COMUNICATO STAMPA
“Con un gara di vendita andata di nuovo deserta, con la volontà non troppo velata di voler proporre una nuova procedura che spacchetti il gruppo, frantumandolo e rendendolo molto più debole anche dal punto di vista sociale, è evidente che su Sanac è arrivato il momento di cambiare strategia e il cambio di passo deve arrivare dallo Stato.
Al di là delle procedure di vendita, che per noi devono comunque tutelare l’intero battente occupazionale, il nodo principale da sciogliere resta la mancanza di dialogo e rapporti commerciali ormai da oltre un anno fra Acciaierie d’Italia e Sanac.
Il blocco degli ordini, il continuo conflitto giudiziario a colpi di decreti ingiuntivi sui crediti pregressi, è la prova provata che gli attori attualmente in campo non sono nelle condizioni di poter portare avanti un dialogo e soprattutto di ricostruire quelle relazioni che avevano caratterizzato la prima fase del commissariamento. Fase dove Sanac non solo era considerato un fornitore indiscusso, ma addirittura privilegiato, basti ricordare quanto fu fatto per garantire la continuità lavorativa di Sanac in periodi di pandemia, come fornitore esclusivo di refrattari per il polo siderurgico di Taranto.
Ora se per lo Stato è complesso intervenire all’interno della Governance di acciaierie d’Italia, dato che è una compagine mista con Arcelor Mittal, dove lo stato al momento è socio di minoranza, allora proviamo a cambiare obiettivo: rivediamo il ruolo dei commissari di Sanac e la loro compagine, dando precise indicazioni finalizzate alla ripartenza di un dialogo fra le parti, che abbia come risultato immediato la ripartenza degli ordini e la ripresa produttiva degli stabilimenti del Gruppo Sanac”.

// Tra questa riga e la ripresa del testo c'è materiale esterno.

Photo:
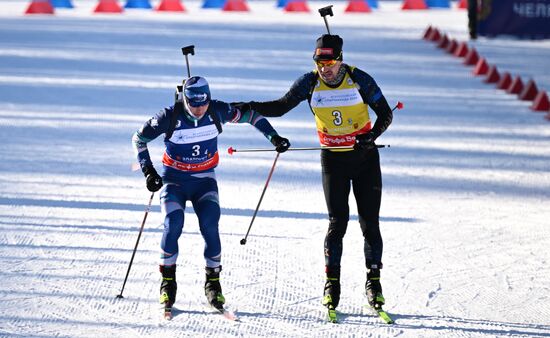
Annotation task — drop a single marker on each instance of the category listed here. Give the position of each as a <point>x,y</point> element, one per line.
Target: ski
<point>166,307</point>
<point>227,314</point>
<point>167,313</point>
<point>332,316</point>
<point>383,315</point>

A lanciare la proposta al Governo sono i segretari della Uil area nord Toscana, Franco Borghini, e della Uiltec Toscana Nord, Massimo Graziani, alla luce di quelle che sono le evidenze di una vertenza che si trascina da anni senza soluzione.
“Bisogna rompere questo dualismo che fa soltanto il male di Sanac, dei suoi quattro stabilimenti, e degli oltre 300 lavoratori oltre che dell’intera filiera italiana dell’acciaio – proseguono Borghini e Graziani -. Occorre che lo stato agisca per trovare soluzioni e non limitandosi a licenziare decreti come il recente decreto legge Salva Ilva che di fatto consegna a Taranto quasi 700 milioni di euro con poche garanzie per Sanac”.
Se su Taranto la situazione è congelata, anche a causa dei rapporti con il socio privato, allora bisogna agire su un altro fronte per cambiare passo e vedere se si riesce a ottenere nuovi risultati.
“Lo Stato agisca la dove ha poteri e autorità, entri nel merito delle scelte anche perché quelle fino ad oggi prese si sono dimostrate tutte fallimentari e ora addirittura si prospetta uno spacchettamento dei 4 stabilimenti con ripercussioni inimmaginabili sul gruppo e i lavoratori. Ci resta forse un anno prima della chiusura degli impianti. Con una nuova strategia – concludono Borghini e Graziani – potremmo ottenere magari una riapertura dei rapporti con Acciaierie, una ripresa degli ordini e un nuovo futuro per Sanac nella filiera italiana dell’acciaio”.